In 1984, Hearn et al. first proposed the concept of flow unit while studying Shannon reservoir in HartogDraw oilfield, Wyoming, USA. Since Hearn put forward the concept of reservoir flow unit, various Electrofacies classification methods have been proposed by different scholars (Hearn et al. 1984). Generally they can be divided into two categories. One is geological research method, which mainly uses geological cuttings and routine core analysis to calculate flow zone index (FZI) for reservoir classification (Xinlei et al. 2017; Elphick et al. 1999; Kohonen et al. 1982). This method improves the accuracy of permeability evaluation to a certain extent, but it mainly relies on routine core analysis data. Due to poor ductility, this method has certain limitations in the classification of uncored reservoirs. The other is the relatively popular artificial intelligence technology in the oil industry in recent years. With the rapid development of computer hardware, artificial intelligence as a new technology is becoming more and more popular. In particular, the machine learning algorithm represented by neural network has a long history in petroleum industry technology, which solves many problems in petroleum specialty and is favored by many petroleum engineers. Machine learning classifies electrofacies mainly by clustering analysis of logging curves through mathematical algorithms such as neural network classification, K-nearest neighbor classification (KNN) and Multi-Resolution Graph based Clustering (MRGC), and then the corresponding relationship between electrofacies and lithofacies is established by combining core analysis and cutting data. Since this method is based on continuous well logs, it has strong extensibility and is easy to learn from uncored wells (Xinlei et al. 2017).
In this paper, we describe a novel workflow that predicts continuous permeability from conventional well logs, based on Electrofacies classification and core data collected in multiple oilfields.
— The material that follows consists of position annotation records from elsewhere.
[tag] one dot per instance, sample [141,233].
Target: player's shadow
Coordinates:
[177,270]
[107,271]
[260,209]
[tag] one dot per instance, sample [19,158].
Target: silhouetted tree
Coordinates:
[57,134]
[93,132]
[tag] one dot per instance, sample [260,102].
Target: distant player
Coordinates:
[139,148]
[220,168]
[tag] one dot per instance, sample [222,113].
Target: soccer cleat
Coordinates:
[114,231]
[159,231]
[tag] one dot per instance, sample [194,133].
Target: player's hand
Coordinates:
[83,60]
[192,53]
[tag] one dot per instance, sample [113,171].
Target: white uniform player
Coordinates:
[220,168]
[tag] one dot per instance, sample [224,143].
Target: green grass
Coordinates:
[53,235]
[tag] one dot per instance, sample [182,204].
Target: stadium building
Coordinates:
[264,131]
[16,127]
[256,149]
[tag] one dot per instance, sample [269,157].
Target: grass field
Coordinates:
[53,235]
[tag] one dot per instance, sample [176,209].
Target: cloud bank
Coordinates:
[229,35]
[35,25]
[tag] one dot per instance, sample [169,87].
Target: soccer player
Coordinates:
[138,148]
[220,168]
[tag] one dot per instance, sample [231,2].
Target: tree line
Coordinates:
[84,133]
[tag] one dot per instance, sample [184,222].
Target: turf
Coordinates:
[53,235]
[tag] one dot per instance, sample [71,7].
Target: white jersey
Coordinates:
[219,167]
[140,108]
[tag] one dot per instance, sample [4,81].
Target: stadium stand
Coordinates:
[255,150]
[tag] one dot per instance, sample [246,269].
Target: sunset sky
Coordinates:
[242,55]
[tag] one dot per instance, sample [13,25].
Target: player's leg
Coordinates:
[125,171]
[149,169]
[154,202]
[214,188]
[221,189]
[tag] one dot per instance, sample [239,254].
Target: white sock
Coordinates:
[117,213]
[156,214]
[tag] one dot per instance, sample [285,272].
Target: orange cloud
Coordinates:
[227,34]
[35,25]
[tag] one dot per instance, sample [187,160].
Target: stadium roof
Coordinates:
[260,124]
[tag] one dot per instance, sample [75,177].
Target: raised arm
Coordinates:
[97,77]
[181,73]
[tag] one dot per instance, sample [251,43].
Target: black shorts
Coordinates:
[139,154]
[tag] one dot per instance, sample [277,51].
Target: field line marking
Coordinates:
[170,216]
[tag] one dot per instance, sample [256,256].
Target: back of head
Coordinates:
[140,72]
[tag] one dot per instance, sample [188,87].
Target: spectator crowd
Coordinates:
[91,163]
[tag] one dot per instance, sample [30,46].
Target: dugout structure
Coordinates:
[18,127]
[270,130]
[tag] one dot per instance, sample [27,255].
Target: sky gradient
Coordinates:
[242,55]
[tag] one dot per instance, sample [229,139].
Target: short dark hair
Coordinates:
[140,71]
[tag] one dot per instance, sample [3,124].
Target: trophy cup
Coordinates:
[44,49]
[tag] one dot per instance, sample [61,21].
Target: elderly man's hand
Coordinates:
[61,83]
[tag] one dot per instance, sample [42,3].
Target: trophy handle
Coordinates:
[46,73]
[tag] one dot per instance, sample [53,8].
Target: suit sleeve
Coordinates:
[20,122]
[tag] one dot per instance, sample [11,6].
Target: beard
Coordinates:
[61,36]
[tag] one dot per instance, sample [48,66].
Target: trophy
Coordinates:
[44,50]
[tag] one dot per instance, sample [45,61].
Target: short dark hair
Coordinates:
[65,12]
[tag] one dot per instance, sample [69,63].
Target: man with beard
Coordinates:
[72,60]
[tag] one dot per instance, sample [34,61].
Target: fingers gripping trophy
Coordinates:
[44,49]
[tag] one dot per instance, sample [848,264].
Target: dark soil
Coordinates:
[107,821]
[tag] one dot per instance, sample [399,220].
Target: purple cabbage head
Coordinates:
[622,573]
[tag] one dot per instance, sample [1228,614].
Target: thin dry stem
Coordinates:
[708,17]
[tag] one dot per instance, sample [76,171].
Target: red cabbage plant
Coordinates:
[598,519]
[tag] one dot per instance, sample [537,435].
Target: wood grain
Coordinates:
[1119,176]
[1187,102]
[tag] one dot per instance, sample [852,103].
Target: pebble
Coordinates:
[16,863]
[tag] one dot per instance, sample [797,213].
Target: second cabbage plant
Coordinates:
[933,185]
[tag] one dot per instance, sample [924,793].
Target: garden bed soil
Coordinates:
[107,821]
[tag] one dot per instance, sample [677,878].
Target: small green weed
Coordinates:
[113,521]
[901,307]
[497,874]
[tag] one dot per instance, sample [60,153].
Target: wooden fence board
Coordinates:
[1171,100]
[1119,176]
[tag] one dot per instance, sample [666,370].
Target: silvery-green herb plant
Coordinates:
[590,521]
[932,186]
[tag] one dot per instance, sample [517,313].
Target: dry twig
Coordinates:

In this method, firstly, the MRGC is used to classify electrofacies of the logging curves in coring sections. Secondly, KNN algorithm is used to learn the results of electrofacies classification into uncored sections. Finally, the permeability model based on the electrofacies constraint is established. Compared with the neural network classification, the MRGC has the advantages of fast operation speed and stable operation results. The Neighbor Index (NI) parameter in the algorithm can quickly classify the sample data, and the Kernel Representative Index (KRI) parameter can select the optimal class from the results of multiple classifications(Yunjiang et al. 2018; Ting et al. 2018). Our study area consists of 13 oilfields with the same depositional environment and mineralogy. As a result, well log responses in these oilfields have similar characteristics. A total of 2122 core samples were collected in these oilfields and triple combo well logs are also available in the same wells.
Based on routine core analysis and log feature analysis, we divide log responses into 6 electrofacies. Permeability models are then established for each electrofacies using core data and are used to make predictions in new wells without any core data. Using the proposed idea, we re-estimated the permeability and productivity in a producer well in the study area. The facies constrained permeability shows a much better match with core measurement compared to conventional methods. As a result of the improved permeability, the productivity index calculated by the workflow matches that estimated by the Drill Stem Test (DST).